IFFI 2016 was the first time visually impaired delegates could experience cinema, through audio-descriptive (AD) films. “Audio-description is an old concept” explained Narendra Joshi, pioneer and expert in the field of audio described movies for the visually challenged in India. He used a clip from ‘Dhanak (2015)’, one of the three AD movies screened at this IFFI, to explain how descriptions of scenes between dialogues are used. He said, “while making a film we have the visuals and the background score, which consists of the music and the dialogues. In between the dialogues there are gaps which vary in time and this is where the supporting audio-description will fit. A good audio-description needs to be simple, specific, brief, clearly pronounced in the first person present form and match the energy of the visuals on screen.”

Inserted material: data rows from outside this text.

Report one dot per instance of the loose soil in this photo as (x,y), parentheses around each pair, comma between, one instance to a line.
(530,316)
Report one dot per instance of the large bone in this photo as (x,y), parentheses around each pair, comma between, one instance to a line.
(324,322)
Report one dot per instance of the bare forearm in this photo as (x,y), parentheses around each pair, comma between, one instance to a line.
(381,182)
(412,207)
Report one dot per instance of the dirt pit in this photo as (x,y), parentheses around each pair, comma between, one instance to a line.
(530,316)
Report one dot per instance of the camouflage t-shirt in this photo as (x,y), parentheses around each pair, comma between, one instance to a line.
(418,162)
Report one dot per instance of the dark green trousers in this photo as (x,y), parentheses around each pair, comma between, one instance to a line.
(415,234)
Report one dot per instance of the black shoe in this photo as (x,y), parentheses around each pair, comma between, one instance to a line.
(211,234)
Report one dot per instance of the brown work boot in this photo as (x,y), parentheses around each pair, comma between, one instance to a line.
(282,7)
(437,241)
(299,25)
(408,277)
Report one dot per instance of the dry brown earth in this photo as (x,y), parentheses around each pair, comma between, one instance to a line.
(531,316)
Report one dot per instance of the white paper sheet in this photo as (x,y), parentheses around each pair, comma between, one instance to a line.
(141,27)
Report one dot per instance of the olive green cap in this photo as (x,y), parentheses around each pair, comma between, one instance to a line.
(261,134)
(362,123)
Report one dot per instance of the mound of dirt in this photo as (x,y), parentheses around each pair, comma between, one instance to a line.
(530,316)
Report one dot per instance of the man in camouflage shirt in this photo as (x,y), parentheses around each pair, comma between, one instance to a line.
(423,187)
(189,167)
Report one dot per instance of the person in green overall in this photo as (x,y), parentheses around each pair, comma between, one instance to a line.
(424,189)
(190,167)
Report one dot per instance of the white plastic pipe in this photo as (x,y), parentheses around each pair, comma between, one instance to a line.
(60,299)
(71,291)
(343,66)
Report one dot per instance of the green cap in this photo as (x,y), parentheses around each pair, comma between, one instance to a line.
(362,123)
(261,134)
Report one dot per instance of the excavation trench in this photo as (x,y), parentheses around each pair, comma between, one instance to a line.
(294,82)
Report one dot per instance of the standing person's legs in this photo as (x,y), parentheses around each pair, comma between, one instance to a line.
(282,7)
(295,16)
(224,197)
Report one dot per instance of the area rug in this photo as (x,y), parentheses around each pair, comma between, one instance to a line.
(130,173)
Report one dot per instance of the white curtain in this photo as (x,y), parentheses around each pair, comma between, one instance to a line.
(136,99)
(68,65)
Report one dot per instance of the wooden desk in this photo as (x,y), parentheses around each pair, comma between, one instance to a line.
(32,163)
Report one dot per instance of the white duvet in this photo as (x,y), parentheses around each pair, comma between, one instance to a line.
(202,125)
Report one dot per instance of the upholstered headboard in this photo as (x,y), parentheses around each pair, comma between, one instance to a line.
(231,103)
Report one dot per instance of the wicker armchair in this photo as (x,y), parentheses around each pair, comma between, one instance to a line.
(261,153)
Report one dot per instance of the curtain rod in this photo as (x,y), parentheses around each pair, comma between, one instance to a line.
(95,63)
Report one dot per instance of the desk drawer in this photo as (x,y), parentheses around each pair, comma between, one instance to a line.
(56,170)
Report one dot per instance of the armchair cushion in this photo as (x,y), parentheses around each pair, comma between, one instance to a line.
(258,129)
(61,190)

“We are currently in the ‘awareness phase’ ” said Dipendra Manocha, founder of the ‘Saksham Trust’ N.G.O. which aims at helping persons with blindness and multiple disabilities. “While many countries do adopt a mandatory audio-description policy, we here in India need to move with technology and create various accessible film aids like selective transmission of the audio-description through separate headphones, or by the remote control on a T.V. set.” Film director Sharada Ramanathan said, “we need to be 100% inclusive and work on alternative narratives for our scripts. More directors, producers and movie officials need to have this kind of exposure.”